Cost basis method where shares bought first are assumed sold first. The IRS default method.

FIFO — First In, First Out — is a cost basis accounting method where the shares you purchased first are assumed to be sold or settled first. It's the IRS default method and the one used by predictiontaxes.com for all calculations.

Why FIFO matters

If you bought into the same prediction market multiple times at different prices, FIFO determines which purchase price is used to calculate your gain or loss when shares settle.

Example

You make two purchases of YES shares on "Will it snow in NYC on Christmas?":

  • October: Buy 100 shares at $0.25 (cost: $25)
  • December: Buy 100 shares at $0.70 (cost: $70)

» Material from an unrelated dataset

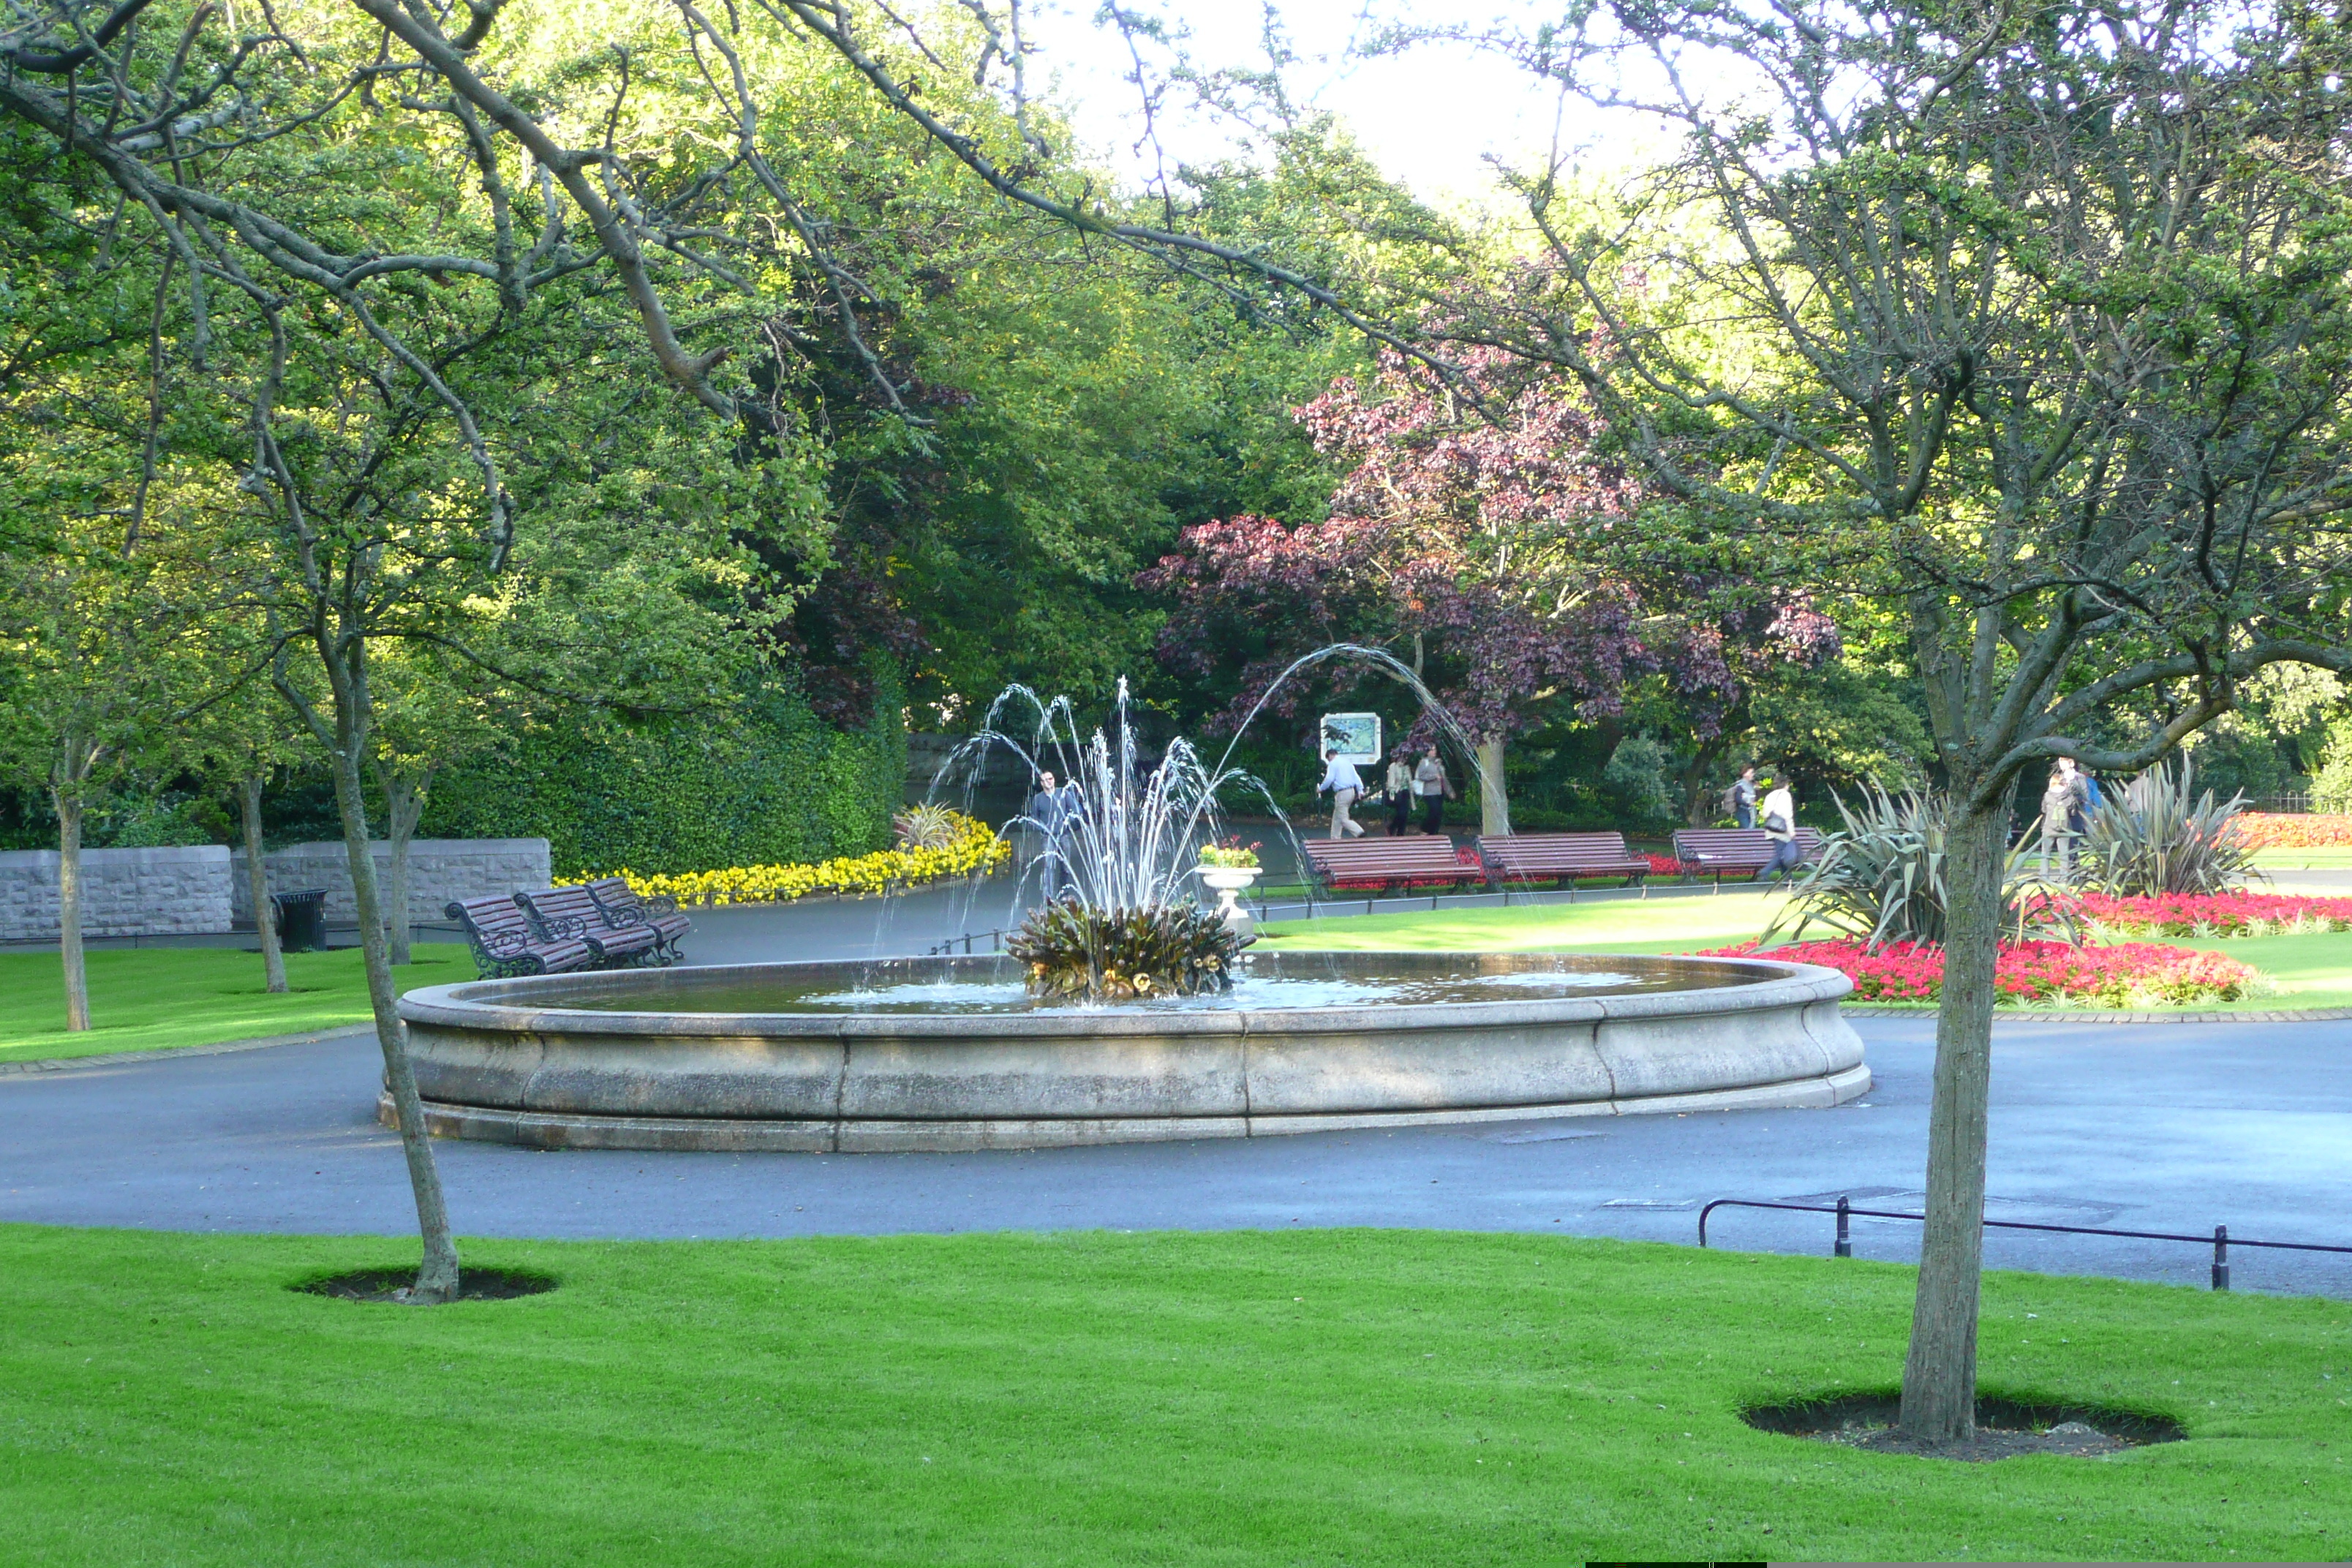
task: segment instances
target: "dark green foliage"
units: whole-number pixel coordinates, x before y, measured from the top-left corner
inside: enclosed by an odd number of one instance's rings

The market resolves YES. Under FIFO:

  • The October shares (first in) settle first: $100 proceeds − $25 cost = $75 gain
  • The December shares settle second: $100 proceeds − $70 cost = $30 gain

Total gain: $105. If LIFO (last in, first out) were used instead, the December shares would settle first, producing a $30 gain, then the October shares with a $75 gain — same total but different per-lot calculations.

When FIFO matters more

FIFO has a bigger impact when you sell partial positions before settlement. If you bought 200 shares but sell 100 before the market resolves, FIFO determines which 100 shares you "sold" (the earlier, cheaper ones), affecting your reported gain.

Other methods

LIFO (last in, first out) and specific identification are alternative methods, but they require explicit election with the IRS. For simplicity and compliance, FIFO is the safest default.